[Q:] What do you call a veterinarian that can only take care of one species?

[A:] A physician.

 

UCLA cardiologist Barbara Natterson-Horowitz says people doctors can learn a lot from other, often furry, animals. She’s written a bookZoobiquity: The Astonishing Connection Between Human and Animal Health, and given an excellent TEDTalk about it, telling NPR:

“This comparative way of thinking is something that veterinarians learn from their first week of veterinary school,” she tells Fresh Air’s Terry Gross. “When they learn about the heart, they learn about a four-chambered heart in a mammal and a three-chambered heart in a reptile and a two-chambered heart in a fish. … Physicians, we don’t learn that way. We don’t think that way.”

The realization that a comparative approach, she says, could advance our knowledge of human medicine was something of a revelation. “It’s been exciting for me,” she says. ” … On rounds with students, when we’re talking about … breast cancer — to point out that breast cancer has been seen in mammals from kangaroos and camels to whales, and that there is an increased rate of breast cancer and ovarian cancer in some Venezuelan jaguars.”

 

Dr. Natterson-Horowitz tells TEDMED of some interesting continuing medical education (CME) possibilities for physicians, psychologists, dentists, nurses, and other providers of human health care:

Zoobiquity Conferences have now been held across the US and internationally. At these events human health practitioners including physicians, nurses, dentists, psychologists and others come together with animal health practitioners including veterinarians, behaviorists, nutritionists and others to discuss the shared diseases of their different species. I’ve heard some veterinarians joke, “real doctors take care of many species.” Bringing the comparative approach to the human medical community has the power to transform how physicians, nurses, psychotherapists and others understand disease, their patients and the environmental and evolutionary factors that link us all together. I hope Zoobiquity is successful in bridging the worlds of animal and human health, ecology and evolutionary biology.

 

Like observing a canary in a coal mine, studying animals can give physicians great insight into what’s going on epidemiologically within our own communities.
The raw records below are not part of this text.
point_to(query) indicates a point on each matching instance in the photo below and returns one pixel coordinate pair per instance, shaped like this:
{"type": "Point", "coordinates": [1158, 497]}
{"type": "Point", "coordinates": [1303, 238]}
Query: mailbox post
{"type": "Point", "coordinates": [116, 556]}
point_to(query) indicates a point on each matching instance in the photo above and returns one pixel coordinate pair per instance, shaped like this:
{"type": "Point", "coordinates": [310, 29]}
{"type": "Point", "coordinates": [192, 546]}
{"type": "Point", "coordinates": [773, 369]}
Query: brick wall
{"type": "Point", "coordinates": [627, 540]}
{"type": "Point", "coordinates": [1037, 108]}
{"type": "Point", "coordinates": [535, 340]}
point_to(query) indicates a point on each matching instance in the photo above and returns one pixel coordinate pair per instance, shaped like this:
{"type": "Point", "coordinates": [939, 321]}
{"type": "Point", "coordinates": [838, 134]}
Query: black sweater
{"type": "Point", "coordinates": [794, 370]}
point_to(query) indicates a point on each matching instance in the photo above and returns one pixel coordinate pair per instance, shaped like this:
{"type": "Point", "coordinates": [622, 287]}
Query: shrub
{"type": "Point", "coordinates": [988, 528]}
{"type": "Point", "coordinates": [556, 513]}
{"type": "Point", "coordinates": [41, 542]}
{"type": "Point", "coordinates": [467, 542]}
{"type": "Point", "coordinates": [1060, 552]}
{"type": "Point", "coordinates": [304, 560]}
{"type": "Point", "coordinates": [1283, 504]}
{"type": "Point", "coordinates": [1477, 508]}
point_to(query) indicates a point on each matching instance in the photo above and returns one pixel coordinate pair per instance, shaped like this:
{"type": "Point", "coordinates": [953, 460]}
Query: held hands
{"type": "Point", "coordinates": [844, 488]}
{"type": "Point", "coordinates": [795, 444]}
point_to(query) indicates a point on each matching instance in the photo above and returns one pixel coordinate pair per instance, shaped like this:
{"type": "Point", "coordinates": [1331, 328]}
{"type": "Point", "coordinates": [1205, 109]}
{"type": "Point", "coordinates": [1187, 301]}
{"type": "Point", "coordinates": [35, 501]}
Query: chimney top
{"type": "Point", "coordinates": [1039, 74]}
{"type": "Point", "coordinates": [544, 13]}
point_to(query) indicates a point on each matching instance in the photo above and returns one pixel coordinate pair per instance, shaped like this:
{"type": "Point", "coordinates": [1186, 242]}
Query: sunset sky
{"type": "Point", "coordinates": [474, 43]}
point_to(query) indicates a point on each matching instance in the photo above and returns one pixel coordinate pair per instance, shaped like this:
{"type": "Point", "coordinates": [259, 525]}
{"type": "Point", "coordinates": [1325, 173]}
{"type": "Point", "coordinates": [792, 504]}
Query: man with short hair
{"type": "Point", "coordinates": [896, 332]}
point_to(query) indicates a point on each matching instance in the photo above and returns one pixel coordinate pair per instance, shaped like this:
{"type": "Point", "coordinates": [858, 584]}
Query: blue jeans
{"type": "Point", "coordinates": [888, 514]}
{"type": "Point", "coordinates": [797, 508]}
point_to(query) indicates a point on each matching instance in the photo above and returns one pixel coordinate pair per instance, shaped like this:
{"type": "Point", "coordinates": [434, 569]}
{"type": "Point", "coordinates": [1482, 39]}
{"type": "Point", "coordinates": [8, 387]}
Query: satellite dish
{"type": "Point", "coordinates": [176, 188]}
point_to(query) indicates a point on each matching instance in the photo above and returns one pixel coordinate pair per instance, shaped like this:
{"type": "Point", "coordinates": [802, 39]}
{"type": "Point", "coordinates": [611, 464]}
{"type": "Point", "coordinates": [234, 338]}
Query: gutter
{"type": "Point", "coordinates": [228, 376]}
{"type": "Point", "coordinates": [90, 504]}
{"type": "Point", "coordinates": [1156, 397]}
Dr. Natterson-Horowitz gives two examples of how such a zoobiquitous approach to medicine might work:

Breast cancer: When beluga whales began dying of breast and colon cancer in the St. Lawrence estuary, a parallel epidemic of breast cancers in women was discovered in the same region. This species-spanning breast cancer outbreak was ultimately linked to toxins from local aluminum smelting plants.

Obesity: Medical insights into obesity — which challenges physicians and veterinarians alike as animal and human patients are becoming more fat — are generated by a zoobiquitous approach. Awareness of worsening obesity in domestic and wild animal populations challenges us to consider environmental factors including endocrine disrupting chemicals, antibiotics, and even climate change as contributors to the “plurality of obesity epidemics.”